A tube strike is set to go ahead in August over proposals to scrap the Night Tube train driver’s pay grade after discussions broke down between the union and London Underground.
The changes would mean that instead of having a separate role for Night Tube train operators, all drivers would be expected to work a combination of normal and night shifts.
Strike action was first proposed earlier this month but the Rail, Maritime and Transport (RMT) union, which represents tube drivers, has now confirmed it will go ahead next month.
The union has asked all drivers not to book into work after midday for 24 hours on four separate days, the August 3rd, 5th, 24th and the 26th.
The union says London Underground aims to axe the grade in a cash led move which will threaten the loss of 200 positions and destroy the work-life stability of 3,000 Tube drivers.
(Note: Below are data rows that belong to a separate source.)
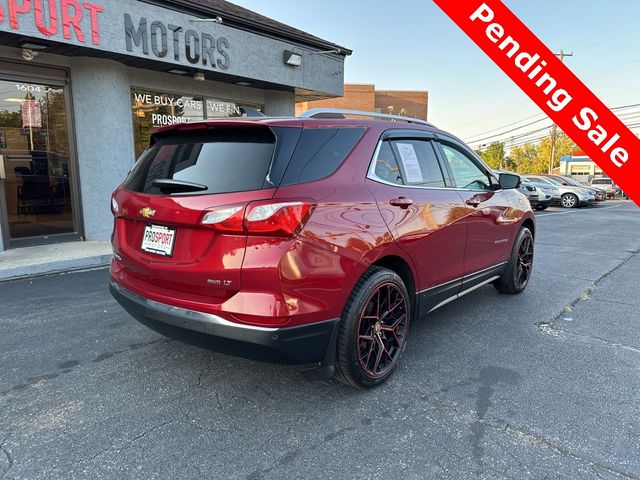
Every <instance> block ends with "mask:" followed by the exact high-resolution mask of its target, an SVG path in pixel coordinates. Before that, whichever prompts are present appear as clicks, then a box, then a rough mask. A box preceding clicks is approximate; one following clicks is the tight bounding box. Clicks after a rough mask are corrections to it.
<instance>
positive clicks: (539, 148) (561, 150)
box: [538, 132, 578, 173]
mask: <svg viewBox="0 0 640 480" xmlns="http://www.w3.org/2000/svg"><path fill="white" fill-rule="evenodd" d="M576 150H578V147H577V146H576V144H575V143H574V142H573V140H571V139H570V138H569V137H568V136H567V135H565V134H564V133H562V132H559V133H558V134H557V135H556V148H555V153H554V155H553V166H554V167H558V166H560V157H562V156H564V155H571V154H572V153H573V152H574V151H576ZM538 154H539V156H540V160H541V161H543V160H544V161H546V165H545V168H544V169H543V170H542V171H540V172H539V173H548V171H549V157H550V156H551V136H548V137H546V138H545V139H543V140H542V141H541V142H540V143H539V144H538Z"/></svg>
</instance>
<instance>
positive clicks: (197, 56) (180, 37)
mask: <svg viewBox="0 0 640 480" xmlns="http://www.w3.org/2000/svg"><path fill="white" fill-rule="evenodd" d="M124 28H125V40H126V45H127V51H128V52H130V53H133V49H134V46H135V47H136V48H138V49H142V52H143V53H144V54H145V55H149V52H150V51H151V53H153V55H154V56H156V57H157V58H165V57H167V55H170V54H171V55H173V60H175V61H176V62H181V61H182V59H183V58H186V59H187V61H188V62H189V63H191V64H193V65H196V64H202V65H203V66H205V67H207V66H211V68H219V69H220V70H227V69H228V68H229V63H230V57H229V52H228V51H227V50H228V49H229V41H228V40H227V39H226V38H225V37H218V38H217V39H216V38H215V37H214V36H213V35H210V34H208V33H204V32H196V31H195V30H186V31H185V30H184V28H183V27H180V26H178V25H171V24H167V25H165V24H164V23H163V22H159V21H155V22H151V23H149V22H148V21H147V19H146V18H145V17H141V18H140V21H139V22H138V25H137V27H136V25H135V23H134V22H133V19H132V18H131V15H129V14H128V13H125V15H124ZM183 55H184V57H183Z"/></svg>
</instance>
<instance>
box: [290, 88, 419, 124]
mask: <svg viewBox="0 0 640 480" xmlns="http://www.w3.org/2000/svg"><path fill="white" fill-rule="evenodd" d="M312 108H340V109H347V110H360V111H364V112H377V113H389V114H392V115H401V116H404V117H412V118H418V119H420V120H428V118H427V116H428V111H429V92H427V91H426V90H378V89H377V88H376V86H375V85H373V84H367V83H363V84H353V83H348V84H346V85H345V86H344V95H343V96H342V97H339V98H329V99H326V100H315V101H304V102H300V103H298V104H297V105H296V113H298V114H299V113H302V112H305V111H307V110H310V109H312Z"/></svg>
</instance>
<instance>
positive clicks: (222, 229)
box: [202, 201, 315, 237]
mask: <svg viewBox="0 0 640 480" xmlns="http://www.w3.org/2000/svg"><path fill="white" fill-rule="evenodd" d="M314 208H315V204H313V203H310V202H307V201H288V202H274V201H262V202H252V203H249V204H248V205H247V206H246V208H245V206H244V205H233V206H225V207H220V208H212V209H209V210H207V211H206V212H205V214H204V216H203V217H202V224H203V225H207V226H209V227H211V228H213V229H214V230H217V231H219V232H221V233H232V234H233V233H235V234H247V235H272V236H285V237H290V236H294V235H296V234H297V233H298V232H300V230H302V227H303V226H304V224H305V223H306V221H307V220H308V219H309V217H310V216H311V213H312V212H313V209H314Z"/></svg>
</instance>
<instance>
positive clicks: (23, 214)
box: [0, 78, 76, 245]
mask: <svg viewBox="0 0 640 480" xmlns="http://www.w3.org/2000/svg"><path fill="white" fill-rule="evenodd" d="M67 104H68V103H67V98H66V91H65V88H64V86H63V85H55V84H44V83H28V82H24V81H12V80H10V79H7V78H0V183H1V184H2V185H0V192H1V193H0V195H2V196H3V197H4V198H0V200H1V201H2V202H3V203H4V208H3V210H4V217H6V218H5V219H4V221H5V225H4V226H3V230H4V229H7V228H8V232H9V241H10V245H14V244H15V243H16V242H20V241H22V240H28V239H34V242H33V243H39V242H38V241H37V240H38V239H40V240H42V239H43V238H45V239H49V238H51V240H54V241H55V238H57V237H55V236H57V235H61V234H72V233H74V232H75V231H76V221H75V220H76V219H75V210H76V208H75V195H74V194H73V191H74V182H75V177H74V172H75V169H74V168H73V165H72V155H71V151H70V147H69V131H68V128H69V122H68V116H67ZM51 236H54V237H51ZM26 243H28V241H27V242H26Z"/></svg>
Strikes had been announced earlier this month but both parties had entered into negotiations through the Advisory, Conciliation and Arbitration Service (ACAS), to reach an agreement.
However, the union has said that these talks had been unsuccessful and so have confirmed the strike action will go ahead.
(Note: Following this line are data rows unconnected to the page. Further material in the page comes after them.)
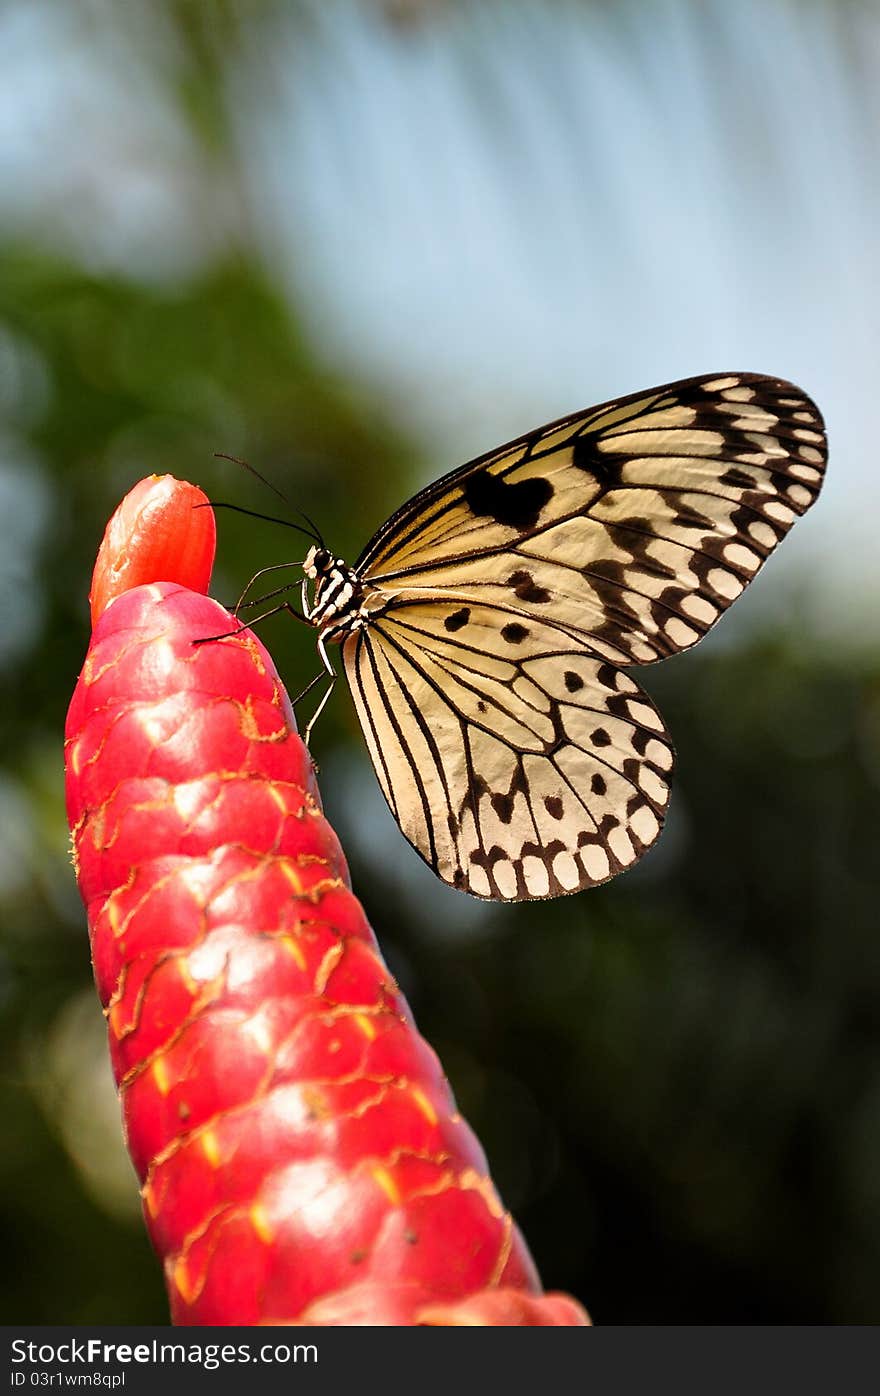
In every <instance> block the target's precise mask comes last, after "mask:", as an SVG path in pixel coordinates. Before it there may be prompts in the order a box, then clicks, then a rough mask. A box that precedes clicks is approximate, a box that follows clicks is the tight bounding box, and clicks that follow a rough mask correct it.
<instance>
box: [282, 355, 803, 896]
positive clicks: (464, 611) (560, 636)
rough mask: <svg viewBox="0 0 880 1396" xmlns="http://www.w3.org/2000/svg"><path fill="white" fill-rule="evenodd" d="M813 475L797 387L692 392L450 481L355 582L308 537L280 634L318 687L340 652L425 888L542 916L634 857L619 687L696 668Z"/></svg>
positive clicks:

The National Union of Rail, Maritime and Transport Workers (RMT) General Secretary Mick Lynch said that the RMT was annoyed and frustrated at the Tube bosses’ unwillingness to engage in constructive talks through the officer of ACAS that could settle the argument.
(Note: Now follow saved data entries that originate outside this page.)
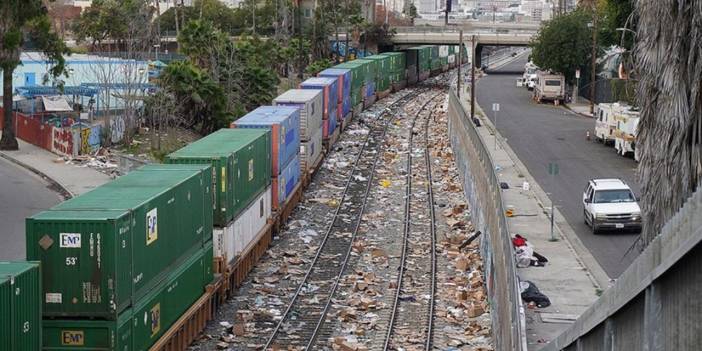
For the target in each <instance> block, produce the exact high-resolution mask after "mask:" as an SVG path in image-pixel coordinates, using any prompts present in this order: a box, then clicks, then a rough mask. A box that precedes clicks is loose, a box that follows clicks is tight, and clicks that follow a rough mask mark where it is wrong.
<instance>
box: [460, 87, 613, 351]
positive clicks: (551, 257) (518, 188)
mask: <svg viewBox="0 0 702 351" xmlns="http://www.w3.org/2000/svg"><path fill="white" fill-rule="evenodd" d="M461 95H462V103H463V104H464V105H463V106H464V109H466V111H470V100H469V96H470V95H469V94H465V93H464V94H461ZM476 106H477V105H476ZM476 117H477V118H479V119H480V121H481V123H482V127H480V128H478V132H479V133H480V134H481V136H482V137H483V140H484V141H485V142H486V143H487V146H488V149H489V151H490V154H491V157H492V158H493V160H494V162H495V164H496V168H497V172H498V178H499V179H500V181H501V182H504V183H507V184H508V185H509V189H506V190H503V200H504V203H505V206H506V207H507V208H508V209H513V210H514V212H515V216H514V217H511V218H508V219H507V221H508V224H509V226H510V231H511V232H512V234H520V235H522V236H524V237H525V238H526V239H527V240H528V241H529V242H530V243H531V244H532V245H533V246H534V250H535V251H536V252H538V253H540V254H542V255H544V256H546V257H547V258H548V260H549V262H548V263H547V264H546V266H545V267H528V268H518V269H517V274H518V275H519V277H520V279H521V280H522V281H524V280H529V281H531V282H533V283H534V284H535V285H536V286H537V287H538V288H539V290H540V291H541V292H542V293H543V294H545V295H546V296H548V297H549V299H550V300H551V306H549V307H546V308H536V307H533V308H531V307H527V308H526V320H527V343H528V347H529V350H538V349H540V348H541V347H543V346H544V345H545V344H546V343H548V342H549V341H551V340H553V339H554V338H555V337H556V336H558V335H559V334H560V333H561V332H562V331H564V330H565V329H566V328H567V327H568V326H569V325H570V324H572V323H573V322H574V321H575V319H576V318H577V317H578V316H579V315H580V314H582V313H583V312H584V311H585V310H586V309H587V308H588V307H589V306H590V305H591V304H592V303H593V302H594V301H595V300H597V298H598V293H599V292H600V290H599V289H600V287H602V286H603V284H607V281H608V279H607V275H606V274H605V273H604V271H603V270H602V268H601V267H600V266H599V265H598V264H597V262H596V261H595V260H594V257H592V255H591V254H590V253H589V252H588V251H587V249H585V247H584V246H583V244H582V243H581V242H580V240H579V239H578V238H577V236H576V235H575V233H574V232H573V231H572V229H570V226H569V225H568V223H567V222H566V221H565V219H564V218H563V216H561V215H560V213H559V212H558V211H557V210H556V215H555V220H556V224H557V225H556V229H555V237H556V238H557V239H558V241H549V238H550V228H551V221H550V217H549V216H550V211H547V209H549V207H548V206H550V202H549V201H548V199H547V196H546V194H545V193H544V192H543V190H542V189H541V188H540V187H539V185H538V184H537V183H536V181H535V180H534V178H533V177H532V176H531V175H530V174H529V173H528V171H527V169H526V167H525V166H524V165H523V164H522V163H521V162H520V161H519V159H518V158H517V157H516V155H515V154H514V152H513V151H512V150H511V149H510V148H509V145H506V144H505V143H504V142H499V143H498V146H497V149H496V150H495V147H494V146H493V145H494V140H495V139H494V138H495V137H494V133H493V131H494V130H495V129H494V128H493V125H492V123H491V122H490V120H489V119H487V118H485V114H484V113H483V111H482V110H481V109H480V107H477V108H476ZM501 139H502V138H501V137H499V136H498V141H500V140H501ZM525 181H526V182H528V183H529V185H530V189H529V190H527V191H525V190H523V189H522V184H523V182H525Z"/></svg>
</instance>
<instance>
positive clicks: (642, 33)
mask: <svg viewBox="0 0 702 351" xmlns="http://www.w3.org/2000/svg"><path fill="white" fill-rule="evenodd" d="M636 11H637V13H638V14H639V23H638V32H637V40H638V42H637V44H636V48H635V52H634V54H635V60H636V67H637V70H638V75H639V76H640V81H639V84H638V91H637V98H638V104H639V106H641V120H640V123H639V130H638V136H637V145H636V148H637V149H638V151H639V153H640V154H639V155H640V164H639V179H640V181H641V184H642V201H641V204H642V212H643V213H642V215H643V219H644V222H643V224H644V227H643V232H642V239H643V243H644V244H648V243H650V242H651V240H653V238H654V237H655V236H656V235H657V234H658V233H659V232H660V230H661V228H662V226H663V224H664V223H665V222H666V221H668V220H669V219H670V218H671V217H672V216H673V215H674V214H675V213H676V212H677V211H678V209H680V207H681V206H682V205H683V203H685V201H686V200H687V198H689V196H690V195H691V194H692V193H693V192H695V191H696V190H697V189H699V186H700V181H701V180H702V141H701V140H702V89H700V88H701V86H700V81H702V60H700V47H702V36H701V35H700V34H701V31H700V28H699V23H700V21H702V2H700V1H697V0H677V1H674V2H673V1H661V0H638V1H637V4H636ZM671 24H674V25H671Z"/></svg>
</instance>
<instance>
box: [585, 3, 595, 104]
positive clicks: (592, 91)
mask: <svg viewBox="0 0 702 351" xmlns="http://www.w3.org/2000/svg"><path fill="white" fill-rule="evenodd" d="M587 27H588V28H590V29H592V72H591V75H590V78H591V79H590V114H592V115H593V116H594V115H595V94H596V92H597V90H596V89H597V11H595V9H593V11H592V22H589V23H588V24H587Z"/></svg>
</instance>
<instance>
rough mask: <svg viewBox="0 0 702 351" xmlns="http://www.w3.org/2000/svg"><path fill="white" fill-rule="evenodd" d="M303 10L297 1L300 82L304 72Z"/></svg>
mask: <svg viewBox="0 0 702 351" xmlns="http://www.w3.org/2000/svg"><path fill="white" fill-rule="evenodd" d="M301 12H302V10H301V9H300V1H297V34H298V35H297V39H298V42H299V52H298V54H299V57H298V59H299V60H300V62H299V66H298V68H297V77H298V78H300V81H302V78H303V75H302V70H303V67H302V66H303V65H304V64H303V58H304V55H303V53H302V14H301Z"/></svg>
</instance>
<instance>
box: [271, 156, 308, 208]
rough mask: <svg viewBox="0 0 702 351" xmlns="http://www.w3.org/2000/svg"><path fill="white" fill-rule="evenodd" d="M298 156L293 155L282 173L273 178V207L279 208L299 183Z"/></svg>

He said that London Underground’s plans to rip up an agreement that protects 3,000 Tube driver’s work-life balance has created uproar in the depots amongst drivers and that this was a breach of trust by an out of touch management that abolishes the part-time jobs of workers, largely women, who rely on the flexibility and security they allow while they balance other commitments.
He said that it was an equality issue that the London Mayor should have been taking seriously and raising directly with his London Underground senior management and that the RMT had made serious proposals and a resolution to the dispute that was available through discussion.
And he said that the LU Management needed to come back to the table to circumvent the need for strike action and that the union remains available for serious and constructive discussions.
However, many people are working from home now, and this strike will have minimal impact.
In time, of course, they will have driverless trains and the technology is already in place, and we now have the capability and it appears to work perfectly in other nations, but then this will enable the government to rip up workers rights and decent salaries, and our government needs to realise this if they want the country to be prosperous, which clearly, they don’t.
Pilots can now fly in a storm and allow the autopilot to land the aircraft with a perfect touchdown, so, therefore, realising that we don’t need pilots and when driverless vehicles are mainstream we won’t need delivery drivers, so just what are they going to do with all the surplus labour?
This isn’t the time for another strike, particularly when we need this country up and running, but perhaps, it just means that this country is returning to normal.
However, a strike is sometimes the only way that the working class can fight against the oppression and tyranny of the capitalist elites, and why shouldn’t people that have to work unsociable hours be paid more money? It seems quite fair to me.